Cefic Genel Direktörü Marco Mensink, Jacques Delors Enstitüsü tarafından kısa bir süre önce düzenlenen 'Re-think Europe' podcast'inde Avrupa'nın geleceğine ilişkin görüşlerini paylaştı. Marco, dayanıklı bir Avrupa endüstrisini korurken nasıl yeşil geçişin gerçekleştirebileceğine dair görüşlerini paylaştı ve yeni AB yetkisinden neler beklenebileceğini paylaştı.
Küresel talebin azalması, AB enerji fiyatlarının diğer bölgelerden daha yüksek olması, AB'nin düzenleyici ortamının giderek daha karmaşık hale gelmesi ve iklim nötrlüğüne geçişin giderek daha acil hale gelmesiyle birlikte, AB'de finansman ve yatırımların güvence altına alınması başarılı bir geçiş için kilit önem taşıyor.
“Talebin ortadan kalktığı bir dönemde bu büyük dönüşümden geçiyoruz.

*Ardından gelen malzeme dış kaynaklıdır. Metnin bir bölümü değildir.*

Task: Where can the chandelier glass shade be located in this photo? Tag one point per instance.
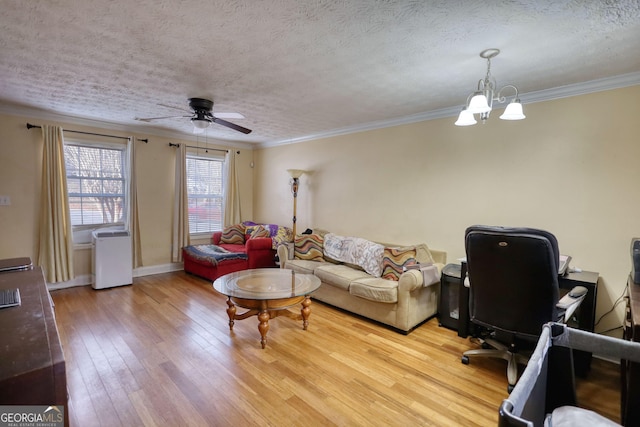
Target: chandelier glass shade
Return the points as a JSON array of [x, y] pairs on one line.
[[481, 101]]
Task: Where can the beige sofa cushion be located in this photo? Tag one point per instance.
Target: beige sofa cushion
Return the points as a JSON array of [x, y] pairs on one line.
[[375, 289], [303, 266], [339, 276]]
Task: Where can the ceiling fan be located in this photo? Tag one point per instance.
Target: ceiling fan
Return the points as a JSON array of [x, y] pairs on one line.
[[202, 116]]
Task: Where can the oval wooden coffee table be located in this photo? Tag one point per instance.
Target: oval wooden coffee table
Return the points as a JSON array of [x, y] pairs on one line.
[[267, 293]]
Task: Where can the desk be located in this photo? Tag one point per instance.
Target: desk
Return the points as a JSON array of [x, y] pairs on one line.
[[630, 372], [585, 314], [32, 368]]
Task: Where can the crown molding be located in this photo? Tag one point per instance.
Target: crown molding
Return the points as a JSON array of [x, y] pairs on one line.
[[577, 89], [599, 85]]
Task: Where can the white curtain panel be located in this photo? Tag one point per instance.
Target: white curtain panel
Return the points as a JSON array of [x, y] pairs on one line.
[[56, 235], [134, 224], [181, 206], [232, 213]]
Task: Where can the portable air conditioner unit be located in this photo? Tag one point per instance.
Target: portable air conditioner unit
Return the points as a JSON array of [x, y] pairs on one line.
[[111, 259]]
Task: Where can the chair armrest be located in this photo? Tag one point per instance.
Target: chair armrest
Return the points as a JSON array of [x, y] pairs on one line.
[[258, 244], [283, 255], [215, 239]]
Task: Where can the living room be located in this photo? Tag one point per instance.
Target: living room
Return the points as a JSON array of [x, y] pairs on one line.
[[569, 168]]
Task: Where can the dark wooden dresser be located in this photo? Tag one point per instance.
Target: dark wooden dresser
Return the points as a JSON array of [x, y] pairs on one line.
[[630, 411], [32, 366]]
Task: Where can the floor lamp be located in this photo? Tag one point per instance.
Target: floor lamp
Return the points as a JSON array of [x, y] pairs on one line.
[[295, 181]]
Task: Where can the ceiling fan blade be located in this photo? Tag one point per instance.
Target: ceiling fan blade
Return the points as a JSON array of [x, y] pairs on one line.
[[231, 125], [174, 107], [229, 115], [150, 119]]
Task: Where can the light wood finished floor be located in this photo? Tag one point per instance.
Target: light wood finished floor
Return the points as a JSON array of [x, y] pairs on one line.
[[160, 353]]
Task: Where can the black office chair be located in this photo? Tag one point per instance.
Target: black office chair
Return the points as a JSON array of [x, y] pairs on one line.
[[513, 284]]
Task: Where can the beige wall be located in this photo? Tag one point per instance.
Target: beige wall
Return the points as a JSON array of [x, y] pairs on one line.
[[20, 175], [572, 167]]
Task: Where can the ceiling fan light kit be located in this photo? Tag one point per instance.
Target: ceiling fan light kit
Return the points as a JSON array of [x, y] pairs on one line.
[[481, 101], [202, 117]]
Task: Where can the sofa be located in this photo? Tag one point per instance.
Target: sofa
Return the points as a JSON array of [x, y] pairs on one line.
[[391, 284], [237, 247]]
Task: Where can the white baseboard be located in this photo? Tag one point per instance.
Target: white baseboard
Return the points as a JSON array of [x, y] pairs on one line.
[[157, 269], [83, 280], [87, 279]]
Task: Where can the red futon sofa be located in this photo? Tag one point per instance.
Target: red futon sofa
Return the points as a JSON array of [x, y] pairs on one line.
[[256, 252]]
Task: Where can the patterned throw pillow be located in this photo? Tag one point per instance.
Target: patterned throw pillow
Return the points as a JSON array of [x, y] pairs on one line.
[[233, 235], [259, 231], [394, 259], [308, 247]]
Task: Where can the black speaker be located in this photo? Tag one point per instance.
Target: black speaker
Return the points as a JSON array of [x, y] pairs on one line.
[[635, 259]]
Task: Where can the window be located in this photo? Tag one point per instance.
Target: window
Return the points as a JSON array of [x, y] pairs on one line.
[[96, 182], [205, 193]]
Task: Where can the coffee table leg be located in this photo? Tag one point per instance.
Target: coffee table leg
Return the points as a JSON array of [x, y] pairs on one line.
[[263, 326], [306, 312], [231, 311]]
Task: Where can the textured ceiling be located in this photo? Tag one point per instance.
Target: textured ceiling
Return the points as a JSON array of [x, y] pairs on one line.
[[296, 68]]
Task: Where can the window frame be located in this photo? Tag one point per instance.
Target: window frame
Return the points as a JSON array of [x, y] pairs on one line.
[[82, 232], [194, 154]]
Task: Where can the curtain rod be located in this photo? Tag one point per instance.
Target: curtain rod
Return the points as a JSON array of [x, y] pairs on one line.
[[171, 144], [30, 126]]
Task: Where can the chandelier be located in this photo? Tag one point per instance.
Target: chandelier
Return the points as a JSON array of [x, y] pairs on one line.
[[481, 101]]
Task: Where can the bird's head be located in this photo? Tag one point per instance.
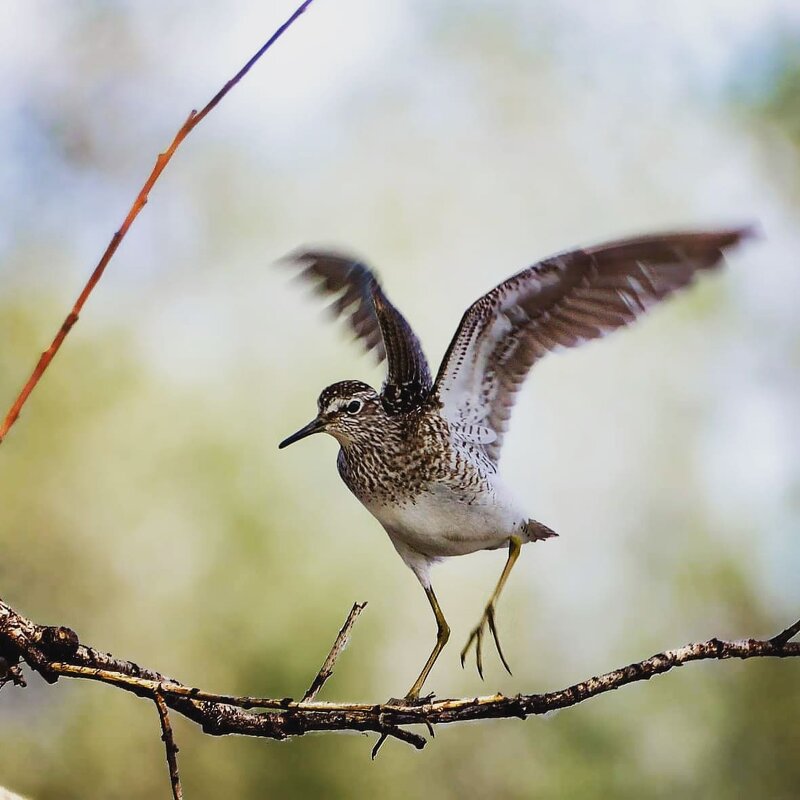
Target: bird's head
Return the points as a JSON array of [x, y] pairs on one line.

Sürdürülebilir ürünlere talep yokken, 2050 yılına kadar endüstrinin her yıl tarihsel ortalamasının 6.6 katı yatırım yapması istenmekte. Bu çok büyük bir rakam.”

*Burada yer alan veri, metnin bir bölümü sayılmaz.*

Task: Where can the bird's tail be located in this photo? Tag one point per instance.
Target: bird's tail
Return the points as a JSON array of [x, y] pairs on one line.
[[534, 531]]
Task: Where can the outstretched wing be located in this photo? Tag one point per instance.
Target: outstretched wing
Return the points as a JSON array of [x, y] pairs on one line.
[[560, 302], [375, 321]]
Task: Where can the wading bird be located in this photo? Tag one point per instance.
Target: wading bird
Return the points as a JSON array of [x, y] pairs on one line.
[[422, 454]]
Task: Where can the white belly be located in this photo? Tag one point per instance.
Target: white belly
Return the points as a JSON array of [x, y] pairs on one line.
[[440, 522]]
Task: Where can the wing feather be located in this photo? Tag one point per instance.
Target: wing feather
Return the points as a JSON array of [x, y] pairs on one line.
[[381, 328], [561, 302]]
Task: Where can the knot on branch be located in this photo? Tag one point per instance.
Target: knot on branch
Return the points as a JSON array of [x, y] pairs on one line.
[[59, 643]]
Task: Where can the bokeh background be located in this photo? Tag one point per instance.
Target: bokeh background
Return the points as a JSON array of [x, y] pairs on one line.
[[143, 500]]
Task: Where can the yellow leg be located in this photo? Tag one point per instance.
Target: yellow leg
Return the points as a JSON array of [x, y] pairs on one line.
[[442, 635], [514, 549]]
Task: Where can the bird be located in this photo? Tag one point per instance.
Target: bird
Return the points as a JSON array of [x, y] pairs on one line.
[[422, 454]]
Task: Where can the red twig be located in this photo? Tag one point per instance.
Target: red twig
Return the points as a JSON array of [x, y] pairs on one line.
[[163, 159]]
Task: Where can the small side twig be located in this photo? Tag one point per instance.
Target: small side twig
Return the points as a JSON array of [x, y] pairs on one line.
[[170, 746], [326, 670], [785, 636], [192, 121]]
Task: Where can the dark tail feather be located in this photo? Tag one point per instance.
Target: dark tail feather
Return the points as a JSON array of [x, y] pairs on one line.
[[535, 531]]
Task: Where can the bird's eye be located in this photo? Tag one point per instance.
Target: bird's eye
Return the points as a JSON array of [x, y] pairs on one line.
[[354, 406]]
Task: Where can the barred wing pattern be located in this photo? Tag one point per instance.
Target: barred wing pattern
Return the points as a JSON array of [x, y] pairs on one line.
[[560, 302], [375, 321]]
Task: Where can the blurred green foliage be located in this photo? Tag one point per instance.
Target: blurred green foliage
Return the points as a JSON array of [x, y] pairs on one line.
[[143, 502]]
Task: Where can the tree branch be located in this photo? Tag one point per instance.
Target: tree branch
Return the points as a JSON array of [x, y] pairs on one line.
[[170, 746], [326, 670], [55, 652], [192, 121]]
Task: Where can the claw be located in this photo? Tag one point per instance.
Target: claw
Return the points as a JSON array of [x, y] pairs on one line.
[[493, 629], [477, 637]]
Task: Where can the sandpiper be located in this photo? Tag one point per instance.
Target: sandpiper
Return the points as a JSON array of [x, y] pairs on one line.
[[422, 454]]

Avrupa'da gaz fiyatlarının ABD'ye kıyasla 4.7 kat, elektrik fiyatlarının ise iki kat daha yüksek olduğunu belirten Marco, bu enerji fiyatlarının üzerine gidilmemesinin toplumsal risklerinin altını çizdi.
“Avrupa'da elektrik üretimini iki katına çıkarmamız gerekiyor. Herkes bir şey isterse fiyat artar. Fiyat yükselirse, vatandaşlar için enerji fiyatı karşılanamaz hale gelir. Bu da 2030'lara geldiğimizde sokaklarda daha önce hiç görmediğiniz kadar çok sarı yelekli görme riskiyle karşı karşıya kalacağımız anlamına geliyor.”
Böyle bir risk alınamaz, bu nedenle geçişin insanlar için adil olması ve trendin tersine çevrilmesi gerekiyor.
Marco, yatırımları teşvik etmek için mevzuatın basitleştirilmesi, verimliliği ve öngörülebilirliğinin önemini vurgulayarak, izinlerin bir yıldan kısa bir sürede verilebildiği Çin'deki hızlı izin süreci ile Avrupa'nın uzun prosedürlerini karşılaştırdı. “En basit izinler bile yıllar sürebiliyor” diyerek Avrupa'nın temiz enerjiye geçişini hızlandırmak için daha yalın, daha akıllı düzenlemeleri savundu. Neyi nasıl düzenlediğimizi yeniden düşünmemizi önerdi: Mario Draghi'nin son raporunda dile getirdiği 'kendini kısıtlama ilkesine' işaret ederek, Avrupa'nın, dünyanın Çin ve ABD gibi büyük oyuncularla çevrili küçük bir bölgesi olduğunu düşünerek kurallar koymamızı önerdi.
Önümüzdeki zorlu yolu kabul etmekle birlikte Marco dinleyicilere bir umut mesajı verdi:
“İnsanlar bir bölgeye yatırım yaparlar çünkü bir haraketlenme olduğunu ve bölgede iyimserlik ve sinerji olduğunu hissederler. Komisyon'un ortaya koyması gereken tek şey bu duygudur: AB Yeşil Mutabakatını uygulayacağız. Ve bir araya gelip tartıştığımız takdirde bu Mutabaktın gerçekleşmesi için her şey mümkün. Eğer bir sonraki Komisyon'un yaklaşımı bu olursa, yatırımları toplarız."
Aynı hedefe doğru ilerlemek için ortak bir amaç duygusu, Avrupa'nın ihtiyaç duyduğu yatırımları almasına yardımcı olacaktır.